Let $R$ be a commutative noetherian ring (with $1$), $I$ an ideal of $R$, and $M$, a finitely generated $R$-module such that $IM \neq M$. Then, by Theorem 6.2.7 of BRODMANN-SHARP's Local Cohomology book one has
$$\underline{ \inf \{ i| H^i_I(M)\neq 0 \}} \color{silver}{(=grade (I,M))}\underline{ \le ht_M\ I}.$$ Here $ht_M\ I= \inf \{ ht_M\ q| q\in supp M\cap V(I)\},$ where, $ht_M\ q$ is the Krull dimension of the $R_q$-module $M_q$.

What happens (to $\le$), if we drop the assumption "$M$, is a finitely generated $R$-module"?

What if we replace "$M$, is a finitely generated $R$-module" by "$M$, is an $R$-module of dimension $0$ "? (Here, Also we can take $I$, prime)

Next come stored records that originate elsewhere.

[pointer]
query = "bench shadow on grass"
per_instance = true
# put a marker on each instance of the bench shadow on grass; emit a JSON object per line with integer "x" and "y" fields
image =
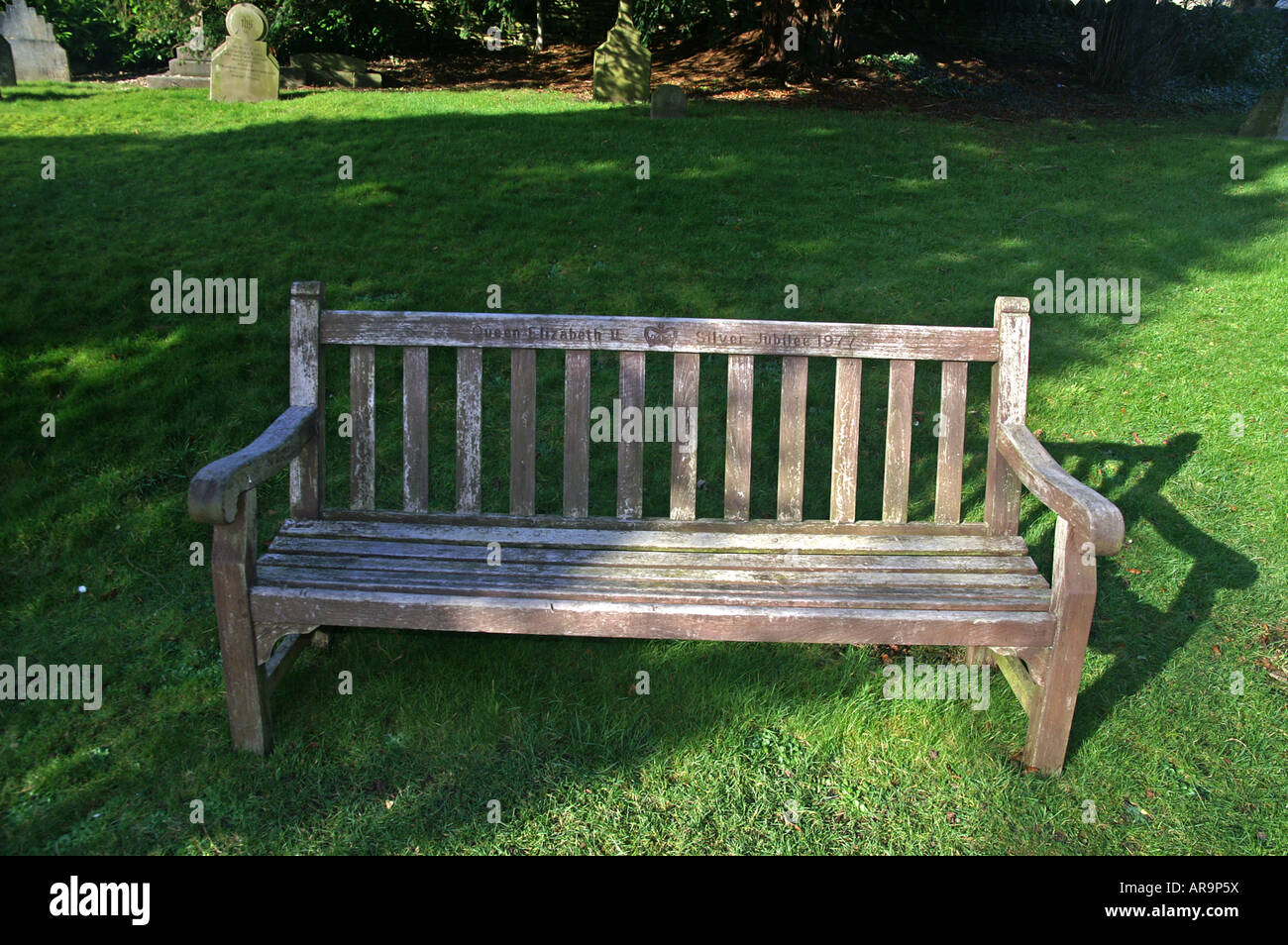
{"x": 1136, "y": 489}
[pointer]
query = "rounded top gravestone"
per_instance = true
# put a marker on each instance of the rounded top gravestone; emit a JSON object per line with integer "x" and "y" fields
{"x": 246, "y": 22}
{"x": 243, "y": 69}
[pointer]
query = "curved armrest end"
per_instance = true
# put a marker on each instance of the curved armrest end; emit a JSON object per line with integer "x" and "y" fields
{"x": 1086, "y": 509}
{"x": 214, "y": 490}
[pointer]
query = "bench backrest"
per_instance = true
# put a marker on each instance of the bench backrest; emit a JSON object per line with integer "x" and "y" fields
{"x": 1005, "y": 345}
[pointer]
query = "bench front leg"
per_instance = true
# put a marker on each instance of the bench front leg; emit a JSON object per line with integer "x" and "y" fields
{"x": 1073, "y": 599}
{"x": 232, "y": 563}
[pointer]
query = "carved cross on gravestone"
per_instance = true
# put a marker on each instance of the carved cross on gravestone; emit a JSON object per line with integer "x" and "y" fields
{"x": 622, "y": 62}
{"x": 243, "y": 69}
{"x": 197, "y": 27}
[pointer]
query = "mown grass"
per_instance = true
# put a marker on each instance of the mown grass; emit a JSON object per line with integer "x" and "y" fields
{"x": 537, "y": 193}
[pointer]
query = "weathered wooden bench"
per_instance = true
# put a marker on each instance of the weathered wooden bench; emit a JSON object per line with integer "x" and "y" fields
{"x": 837, "y": 580}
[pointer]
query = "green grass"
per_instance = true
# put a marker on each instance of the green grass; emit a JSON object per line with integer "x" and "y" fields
{"x": 537, "y": 193}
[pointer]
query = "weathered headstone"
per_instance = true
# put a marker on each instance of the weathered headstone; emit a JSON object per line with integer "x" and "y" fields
{"x": 335, "y": 68}
{"x": 669, "y": 102}
{"x": 192, "y": 58}
{"x": 7, "y": 76}
{"x": 243, "y": 69}
{"x": 37, "y": 54}
{"x": 1269, "y": 117}
{"x": 622, "y": 62}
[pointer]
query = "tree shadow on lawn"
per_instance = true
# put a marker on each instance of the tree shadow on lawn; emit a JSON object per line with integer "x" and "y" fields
{"x": 549, "y": 206}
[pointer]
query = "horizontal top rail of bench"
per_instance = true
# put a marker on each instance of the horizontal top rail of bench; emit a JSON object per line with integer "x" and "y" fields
{"x": 630, "y": 334}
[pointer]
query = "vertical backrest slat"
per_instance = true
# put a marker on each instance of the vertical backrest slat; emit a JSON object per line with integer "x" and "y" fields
{"x": 791, "y": 438}
{"x": 684, "y": 454}
{"x": 952, "y": 430}
{"x": 307, "y": 390}
{"x": 523, "y": 430}
{"x": 1009, "y": 403}
{"x": 630, "y": 455}
{"x": 469, "y": 419}
{"x": 845, "y": 438}
{"x": 894, "y": 503}
{"x": 416, "y": 429}
{"x": 576, "y": 434}
{"x": 738, "y": 437}
{"x": 362, "y": 415}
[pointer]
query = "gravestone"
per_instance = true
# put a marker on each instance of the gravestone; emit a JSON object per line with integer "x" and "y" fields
{"x": 7, "y": 76}
{"x": 189, "y": 68}
{"x": 1269, "y": 117}
{"x": 37, "y": 55}
{"x": 243, "y": 69}
{"x": 335, "y": 68}
{"x": 669, "y": 102}
{"x": 622, "y": 62}
{"x": 192, "y": 58}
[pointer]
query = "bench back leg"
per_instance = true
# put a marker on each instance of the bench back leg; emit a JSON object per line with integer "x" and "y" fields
{"x": 1073, "y": 597}
{"x": 245, "y": 682}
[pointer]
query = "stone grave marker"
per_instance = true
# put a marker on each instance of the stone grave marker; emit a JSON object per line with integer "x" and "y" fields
{"x": 189, "y": 68}
{"x": 241, "y": 69}
{"x": 622, "y": 62}
{"x": 37, "y": 55}
{"x": 1269, "y": 117}
{"x": 669, "y": 102}
{"x": 7, "y": 76}
{"x": 335, "y": 68}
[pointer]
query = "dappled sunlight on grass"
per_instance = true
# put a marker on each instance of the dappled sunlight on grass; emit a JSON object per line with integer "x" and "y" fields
{"x": 537, "y": 193}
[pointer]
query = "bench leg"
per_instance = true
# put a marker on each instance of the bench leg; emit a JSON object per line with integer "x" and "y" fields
{"x": 245, "y": 680}
{"x": 1073, "y": 597}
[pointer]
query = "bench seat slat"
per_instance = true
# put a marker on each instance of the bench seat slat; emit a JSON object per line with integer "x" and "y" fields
{"x": 366, "y": 608}
{"x": 695, "y": 563}
{"x": 565, "y": 587}
{"x": 653, "y": 571}
{"x": 835, "y": 540}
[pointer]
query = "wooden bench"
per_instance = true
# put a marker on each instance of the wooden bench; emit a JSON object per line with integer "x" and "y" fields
{"x": 787, "y": 579}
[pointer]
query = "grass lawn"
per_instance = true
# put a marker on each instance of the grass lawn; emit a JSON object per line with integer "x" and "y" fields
{"x": 537, "y": 193}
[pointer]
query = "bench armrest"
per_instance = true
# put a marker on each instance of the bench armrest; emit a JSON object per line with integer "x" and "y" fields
{"x": 1087, "y": 510}
{"x": 214, "y": 490}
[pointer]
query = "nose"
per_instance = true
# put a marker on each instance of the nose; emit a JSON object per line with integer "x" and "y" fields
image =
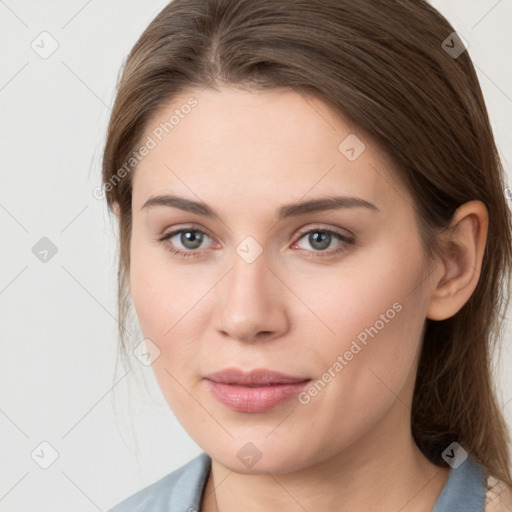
{"x": 251, "y": 302}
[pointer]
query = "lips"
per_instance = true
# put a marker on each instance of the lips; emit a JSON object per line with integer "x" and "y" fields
{"x": 255, "y": 391}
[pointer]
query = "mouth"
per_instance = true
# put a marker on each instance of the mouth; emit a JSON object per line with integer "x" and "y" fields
{"x": 256, "y": 391}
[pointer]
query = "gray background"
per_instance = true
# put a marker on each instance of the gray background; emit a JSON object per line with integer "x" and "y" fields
{"x": 112, "y": 430}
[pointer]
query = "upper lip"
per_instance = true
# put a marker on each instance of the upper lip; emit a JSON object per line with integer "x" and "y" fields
{"x": 259, "y": 376}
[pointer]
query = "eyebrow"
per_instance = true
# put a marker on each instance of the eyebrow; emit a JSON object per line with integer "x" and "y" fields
{"x": 285, "y": 211}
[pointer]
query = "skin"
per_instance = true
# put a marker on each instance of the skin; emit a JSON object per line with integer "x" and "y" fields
{"x": 245, "y": 154}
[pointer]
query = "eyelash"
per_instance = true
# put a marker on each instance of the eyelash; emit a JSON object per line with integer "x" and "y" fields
{"x": 320, "y": 254}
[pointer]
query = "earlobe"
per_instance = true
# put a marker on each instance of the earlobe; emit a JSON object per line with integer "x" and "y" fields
{"x": 461, "y": 261}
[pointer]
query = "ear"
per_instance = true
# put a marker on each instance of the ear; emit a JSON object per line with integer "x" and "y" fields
{"x": 117, "y": 210}
{"x": 461, "y": 262}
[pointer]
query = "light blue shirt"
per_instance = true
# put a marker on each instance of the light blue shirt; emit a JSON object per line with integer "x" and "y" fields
{"x": 182, "y": 490}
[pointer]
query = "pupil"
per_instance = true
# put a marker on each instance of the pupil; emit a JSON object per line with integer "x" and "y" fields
{"x": 191, "y": 237}
{"x": 325, "y": 239}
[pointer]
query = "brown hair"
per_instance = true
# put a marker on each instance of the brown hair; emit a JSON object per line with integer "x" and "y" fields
{"x": 382, "y": 64}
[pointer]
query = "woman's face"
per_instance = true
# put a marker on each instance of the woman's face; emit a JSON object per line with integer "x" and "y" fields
{"x": 333, "y": 296}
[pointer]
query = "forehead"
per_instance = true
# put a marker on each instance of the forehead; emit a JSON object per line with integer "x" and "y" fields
{"x": 258, "y": 145}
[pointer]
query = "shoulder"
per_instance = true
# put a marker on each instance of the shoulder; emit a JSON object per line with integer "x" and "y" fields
{"x": 179, "y": 491}
{"x": 498, "y": 497}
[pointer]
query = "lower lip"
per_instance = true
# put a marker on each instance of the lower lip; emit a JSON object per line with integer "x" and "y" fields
{"x": 254, "y": 399}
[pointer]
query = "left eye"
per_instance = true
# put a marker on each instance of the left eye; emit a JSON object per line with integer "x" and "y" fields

For the concept of the grade of an arbitrary module with respect to a finitely generated ideal see the section 9.1 (entitled as "Grade and acyclicity") of the book entitled as "Cohen-Macaulay Rings" written by Herzog and Bruns. In particular, see the Proposition 9.1.2. When $R$ is Noetherian the local cohomology is just the direct limit of Koszul homologoies (See, Theorem 5.2.9. of the book "Local Cohomology" written by Sharp and Brodmann). So, Definitely, their definition, directly, yields $$\text{inf}\{i;\text{H}^i_I(M)\neq 0\}\ge \text{grade}(I,M).$$ Then a standard inductive argument on the grade shows that the equality holds, i.e., $$\text{inf}\{i;\text{H}^i_I(M)\neq 0\}=\text{grade}(I,M).$$
If $M$ has zero dimension then the support of $M$ is a subset of the set of maximal ideals of of $R$. Let, $\mathfrak{m}\in \text{Supp}(M/IM)$. Then, $\mathfrak{m}\in \text{Supp}(M).$ Hence there exists $x\in M$ such that $0:_Rx\subseteq \mathfrak{m}$. Set, $N=Rx$. Then since $\text{Supp}(Rx)\subseteq \text{Supp}(M)$ so we have $\dim(Rx)=0$. Furthermore, $\mathfrak{m}R_\mathfrak{m}\in \text{Ass}_{R_\mathfrak{m}}(R_{\mathfrak{m}}x/1)$ so $\mathfrak{m}\in \text{Ass}(Rx)$. This shows that $\Gamma_I(M)\neq 0$.
$\ \ \$For the inequality of $\text{ht}_M(I)$: Claim: $\text{grade}(I,M)\le\text{ht}_M(I)$: If $\text{ht}_M(I)=\infty$ then we are done. So let $\mathfrak{p}\in\text{Var}(I)\bigcap \text{Supp}_R(M)$ with $h=\text{ht}_M(I)=\text{dim}(M_\mathfrak{p})$. Then it suffices to prove that $\text{grade}(IR_\mathfrak{p},M_\mathfrak{p})\le \text{dim}_{R_\mathfrak{p}}(M_\mathfrak{p})$. So we may assume that $(R,\mathfrak{m})$ is local and then prove that $\text{grade}(I,M)\le \text{dim}(M)$. Assuming the contrary we get $H^i_{I}(M)\neq 0$ for $i=\text{grade}(I,M)\gneq \text{dim}(M)$ (by the above formula). This contradicts with the Grothendieck's vanishing theorem (This theorem, as stated in the Sharp and Brodmann's book, is not restricted to the category of finitely generated modules).